Reading Assignment


For each Reading Assignment review the material briefly (quick read, listen, and/or watch of all content) before the class. Don’t take notes or worry about “getting it”, have a coffee/tea/etc and think about an initial reading as relaxing with no expectations. Hopefully this allows you to experience an impression of the content and have a general idea, or maybe even a few specific details that stood out. For class, the first half+ of the time is set aside for a second read/watch/listenreview and reading of materials provided. The second half, or last hour of the class, is for discussion and conversation on the content. A set of questions are provided that offer a shared method for engaging with the text, which you will supplement with your own questions, opinions/feelings, and reflections to be shared during the class discussion.

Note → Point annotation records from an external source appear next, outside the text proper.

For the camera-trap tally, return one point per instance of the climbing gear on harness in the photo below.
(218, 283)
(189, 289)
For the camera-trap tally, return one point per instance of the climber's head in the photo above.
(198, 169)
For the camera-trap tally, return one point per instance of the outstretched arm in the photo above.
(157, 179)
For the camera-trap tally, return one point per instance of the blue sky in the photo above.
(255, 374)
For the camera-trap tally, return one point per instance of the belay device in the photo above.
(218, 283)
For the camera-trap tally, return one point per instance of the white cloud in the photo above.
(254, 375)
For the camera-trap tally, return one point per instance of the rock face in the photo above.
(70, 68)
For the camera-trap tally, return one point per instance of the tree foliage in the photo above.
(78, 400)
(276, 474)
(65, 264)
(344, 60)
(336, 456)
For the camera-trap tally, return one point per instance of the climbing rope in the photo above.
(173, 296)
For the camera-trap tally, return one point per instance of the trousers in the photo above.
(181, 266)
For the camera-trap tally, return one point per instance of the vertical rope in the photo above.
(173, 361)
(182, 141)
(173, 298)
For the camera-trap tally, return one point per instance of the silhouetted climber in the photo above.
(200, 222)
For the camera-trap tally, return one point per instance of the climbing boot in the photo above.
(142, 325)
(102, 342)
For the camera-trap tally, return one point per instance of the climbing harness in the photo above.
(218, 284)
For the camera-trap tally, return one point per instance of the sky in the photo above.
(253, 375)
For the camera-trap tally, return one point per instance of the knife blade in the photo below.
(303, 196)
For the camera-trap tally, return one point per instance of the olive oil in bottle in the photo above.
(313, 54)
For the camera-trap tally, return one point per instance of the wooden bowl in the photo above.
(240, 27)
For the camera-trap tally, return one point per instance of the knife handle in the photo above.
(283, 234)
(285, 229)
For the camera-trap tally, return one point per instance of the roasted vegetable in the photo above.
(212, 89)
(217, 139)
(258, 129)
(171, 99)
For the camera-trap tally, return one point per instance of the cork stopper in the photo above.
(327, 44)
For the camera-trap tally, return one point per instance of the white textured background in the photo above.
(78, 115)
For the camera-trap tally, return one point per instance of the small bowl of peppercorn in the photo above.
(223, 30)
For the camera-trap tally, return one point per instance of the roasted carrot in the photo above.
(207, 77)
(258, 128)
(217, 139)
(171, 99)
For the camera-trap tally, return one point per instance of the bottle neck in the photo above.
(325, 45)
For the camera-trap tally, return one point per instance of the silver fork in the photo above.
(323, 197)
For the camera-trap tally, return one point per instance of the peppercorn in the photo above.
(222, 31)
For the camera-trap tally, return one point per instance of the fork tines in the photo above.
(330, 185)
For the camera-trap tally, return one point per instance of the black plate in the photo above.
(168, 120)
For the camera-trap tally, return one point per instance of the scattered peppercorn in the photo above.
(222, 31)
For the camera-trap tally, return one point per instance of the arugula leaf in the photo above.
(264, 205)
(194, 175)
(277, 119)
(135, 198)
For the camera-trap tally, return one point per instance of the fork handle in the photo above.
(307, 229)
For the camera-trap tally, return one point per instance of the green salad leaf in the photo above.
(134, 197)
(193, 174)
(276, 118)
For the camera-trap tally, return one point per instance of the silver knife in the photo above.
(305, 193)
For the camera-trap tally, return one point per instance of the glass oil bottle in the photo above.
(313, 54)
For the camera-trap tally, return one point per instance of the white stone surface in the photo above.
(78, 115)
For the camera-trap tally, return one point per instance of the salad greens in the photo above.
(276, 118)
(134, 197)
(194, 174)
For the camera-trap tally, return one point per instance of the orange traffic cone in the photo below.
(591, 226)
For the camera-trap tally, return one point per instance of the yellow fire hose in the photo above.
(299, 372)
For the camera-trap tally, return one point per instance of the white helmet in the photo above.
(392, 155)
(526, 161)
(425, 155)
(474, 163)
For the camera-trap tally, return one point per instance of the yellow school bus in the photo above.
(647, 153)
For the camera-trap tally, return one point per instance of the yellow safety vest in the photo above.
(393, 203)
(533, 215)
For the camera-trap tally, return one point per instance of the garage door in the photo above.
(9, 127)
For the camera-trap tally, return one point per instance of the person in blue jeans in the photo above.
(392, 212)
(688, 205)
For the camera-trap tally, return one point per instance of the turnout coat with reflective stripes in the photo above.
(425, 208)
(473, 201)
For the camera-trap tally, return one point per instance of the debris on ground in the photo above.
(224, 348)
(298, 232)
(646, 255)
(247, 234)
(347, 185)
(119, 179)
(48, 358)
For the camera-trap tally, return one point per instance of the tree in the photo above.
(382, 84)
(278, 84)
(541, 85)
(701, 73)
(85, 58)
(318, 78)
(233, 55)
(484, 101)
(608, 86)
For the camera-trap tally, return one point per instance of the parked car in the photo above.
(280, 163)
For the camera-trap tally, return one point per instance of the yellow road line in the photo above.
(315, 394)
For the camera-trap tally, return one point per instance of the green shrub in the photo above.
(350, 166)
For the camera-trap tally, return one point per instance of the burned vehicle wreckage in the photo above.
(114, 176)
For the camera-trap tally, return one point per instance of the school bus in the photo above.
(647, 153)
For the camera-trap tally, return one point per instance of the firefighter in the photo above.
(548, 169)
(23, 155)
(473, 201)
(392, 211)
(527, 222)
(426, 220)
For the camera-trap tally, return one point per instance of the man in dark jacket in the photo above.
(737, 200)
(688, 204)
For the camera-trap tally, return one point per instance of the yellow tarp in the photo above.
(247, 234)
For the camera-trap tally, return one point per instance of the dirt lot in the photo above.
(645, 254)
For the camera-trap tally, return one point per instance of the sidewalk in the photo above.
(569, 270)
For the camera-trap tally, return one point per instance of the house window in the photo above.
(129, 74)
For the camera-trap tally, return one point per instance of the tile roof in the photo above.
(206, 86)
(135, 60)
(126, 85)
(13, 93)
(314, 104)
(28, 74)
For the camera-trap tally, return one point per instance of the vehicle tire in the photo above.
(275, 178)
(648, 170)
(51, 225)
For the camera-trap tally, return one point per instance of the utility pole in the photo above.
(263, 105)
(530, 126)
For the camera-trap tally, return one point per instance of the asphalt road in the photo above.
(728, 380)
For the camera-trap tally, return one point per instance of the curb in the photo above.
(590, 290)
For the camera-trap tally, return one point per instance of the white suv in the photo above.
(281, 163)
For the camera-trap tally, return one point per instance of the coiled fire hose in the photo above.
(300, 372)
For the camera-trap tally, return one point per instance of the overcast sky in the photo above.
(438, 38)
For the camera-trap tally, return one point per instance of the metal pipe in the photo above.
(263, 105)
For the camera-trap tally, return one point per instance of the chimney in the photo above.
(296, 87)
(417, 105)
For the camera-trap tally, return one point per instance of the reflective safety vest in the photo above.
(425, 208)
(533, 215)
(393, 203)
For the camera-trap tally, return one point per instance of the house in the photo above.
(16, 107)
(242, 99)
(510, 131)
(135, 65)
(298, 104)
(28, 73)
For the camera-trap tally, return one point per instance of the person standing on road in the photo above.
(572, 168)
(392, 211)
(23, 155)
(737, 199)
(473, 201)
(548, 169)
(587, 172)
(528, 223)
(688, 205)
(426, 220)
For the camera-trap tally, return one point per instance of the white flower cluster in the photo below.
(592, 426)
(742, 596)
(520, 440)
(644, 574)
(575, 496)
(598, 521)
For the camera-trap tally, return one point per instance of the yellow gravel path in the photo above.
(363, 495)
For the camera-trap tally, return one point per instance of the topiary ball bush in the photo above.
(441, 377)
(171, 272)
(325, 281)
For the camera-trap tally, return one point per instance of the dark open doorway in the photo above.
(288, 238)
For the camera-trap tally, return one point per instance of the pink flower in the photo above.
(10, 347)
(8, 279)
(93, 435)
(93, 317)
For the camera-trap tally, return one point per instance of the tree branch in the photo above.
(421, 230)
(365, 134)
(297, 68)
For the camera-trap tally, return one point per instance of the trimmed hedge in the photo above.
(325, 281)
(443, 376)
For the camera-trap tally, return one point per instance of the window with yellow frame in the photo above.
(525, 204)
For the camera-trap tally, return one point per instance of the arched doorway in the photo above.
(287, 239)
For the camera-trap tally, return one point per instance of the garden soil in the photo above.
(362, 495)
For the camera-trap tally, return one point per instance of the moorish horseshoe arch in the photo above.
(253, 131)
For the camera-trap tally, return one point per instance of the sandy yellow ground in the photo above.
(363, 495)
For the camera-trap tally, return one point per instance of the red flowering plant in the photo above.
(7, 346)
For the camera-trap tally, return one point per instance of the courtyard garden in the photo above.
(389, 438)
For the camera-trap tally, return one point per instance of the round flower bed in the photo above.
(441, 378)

For each source of content in the Reading Assignment use the following as a guideline for engagement

1. Make a list of key words, terms, and vocabulary. Select a few and provide a short definition and/or context. Practice using a selection of them during the class discussion.

2. In bulleted list form (sentences and/or short paragraphs), include:

  • Three main points that you gleaned from the material
  • Two aspects of the content that struck you as particularly important and/or interesting
  • One question about or extending from the source material

3. For the class discussion, feel free to bring in other information, such as other articles or images that might facilitate discussion or offer context on your question(s) for the class.

The expectation is for this to be one page (per source). Use the # list above (no need to write the prompts), 11 or 12 sized font, and single spaced.


David Campany, “Between Art and Functio”, in: Aperture Magazine, No.249 (Winter 2022), p.38-43

Interview with artist Stan Douglas (podcast). You can also download to your computer or cel via the podcast “A Brush With”, episode “A brush with… Stan Douglas” from May 31, 2022. (52 minutes)

Additional websites to view Stan Douglas’ work and practice


Matthew Thompson, ‘The Object Lost and Found”, Essay for the exhibition The Anxiety of Photography, Aspen Art Museum (2011).

NOTE: This text is 8.5 pages long with a 2.5 page bibliography at the end.